Use the Debezium format directly. When Flink reads a Debezium-formatted topic, it uses the embedded operation type and source timestamp to determine the correct ordering. Combined with Kafka’s per-partition ordering (guaranteed by primary key partitioning), this ensures correct snapshot materialization even with minor reordering across partitions.

Set appropriate watermarks. If you use event time windowing, configure watermarks to tolerate your expected maximum out-of-orderness:

WATERMARK FOR event_time AS event_time - INTERVAL '10' SECOND

This tells Flink to wait 10 seconds for late events before finalizing results.

Performance Considerations

State size. The deduplication pattern stores one state entry per distinct key. For a table with 100 million rows, that is 100 million state entries. Use RocksDB state backend and size your TaskManagers accordingly.

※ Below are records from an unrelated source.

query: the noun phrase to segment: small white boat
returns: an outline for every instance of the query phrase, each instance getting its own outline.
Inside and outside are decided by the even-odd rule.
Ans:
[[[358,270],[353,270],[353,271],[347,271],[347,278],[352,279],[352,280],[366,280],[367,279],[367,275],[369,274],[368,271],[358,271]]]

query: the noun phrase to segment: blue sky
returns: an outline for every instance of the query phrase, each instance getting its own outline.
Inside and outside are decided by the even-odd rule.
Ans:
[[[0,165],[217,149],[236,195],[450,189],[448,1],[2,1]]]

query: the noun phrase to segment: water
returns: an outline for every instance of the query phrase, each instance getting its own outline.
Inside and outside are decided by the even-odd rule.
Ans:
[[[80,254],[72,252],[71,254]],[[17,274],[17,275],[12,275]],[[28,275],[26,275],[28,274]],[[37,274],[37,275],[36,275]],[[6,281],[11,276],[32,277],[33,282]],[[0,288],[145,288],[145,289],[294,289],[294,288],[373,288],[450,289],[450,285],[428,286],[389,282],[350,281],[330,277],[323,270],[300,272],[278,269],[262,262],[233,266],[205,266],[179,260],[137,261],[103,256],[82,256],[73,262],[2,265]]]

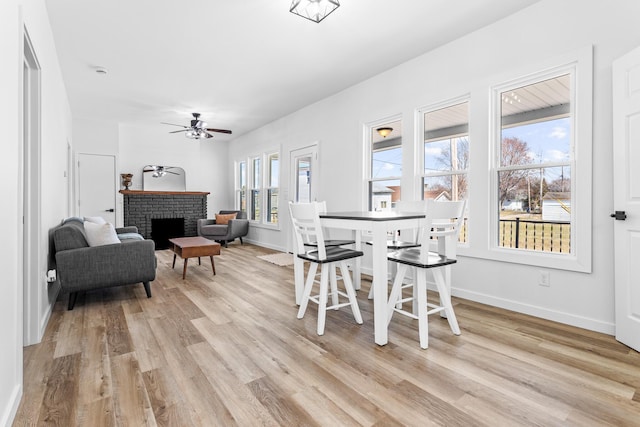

Changelog rate. A table with high update frequency (thousands of updates per second per key) generates a high volume of changelog events. The snapshot table can fall behind if the sink cannot apply upserts fast enough. Batch upserts (grouping multiple changes per key into a single merge) helps here.

Delete propagation. Some warehouse connectors handle deletes by running a separate DELETE statement per key, which can be slow. Streamkap batches deletes and uses efficient merge patterns to handle high-volume delete scenarios.

The change-log-to-snapshot conversion is the bridge between the event-sourced world of CDC and the query-oriented world of analytics. Get it right, and your warehouse tables are always fresh, always correct reflections of your source databases. The key is choosing the right mechanism for your correctness and latency requirements: Kafka compaction for simple eventual consistency, Flink deduplication for precise real-time materialization, or Streamkap for fully-managed conversion that handles the complexity for you.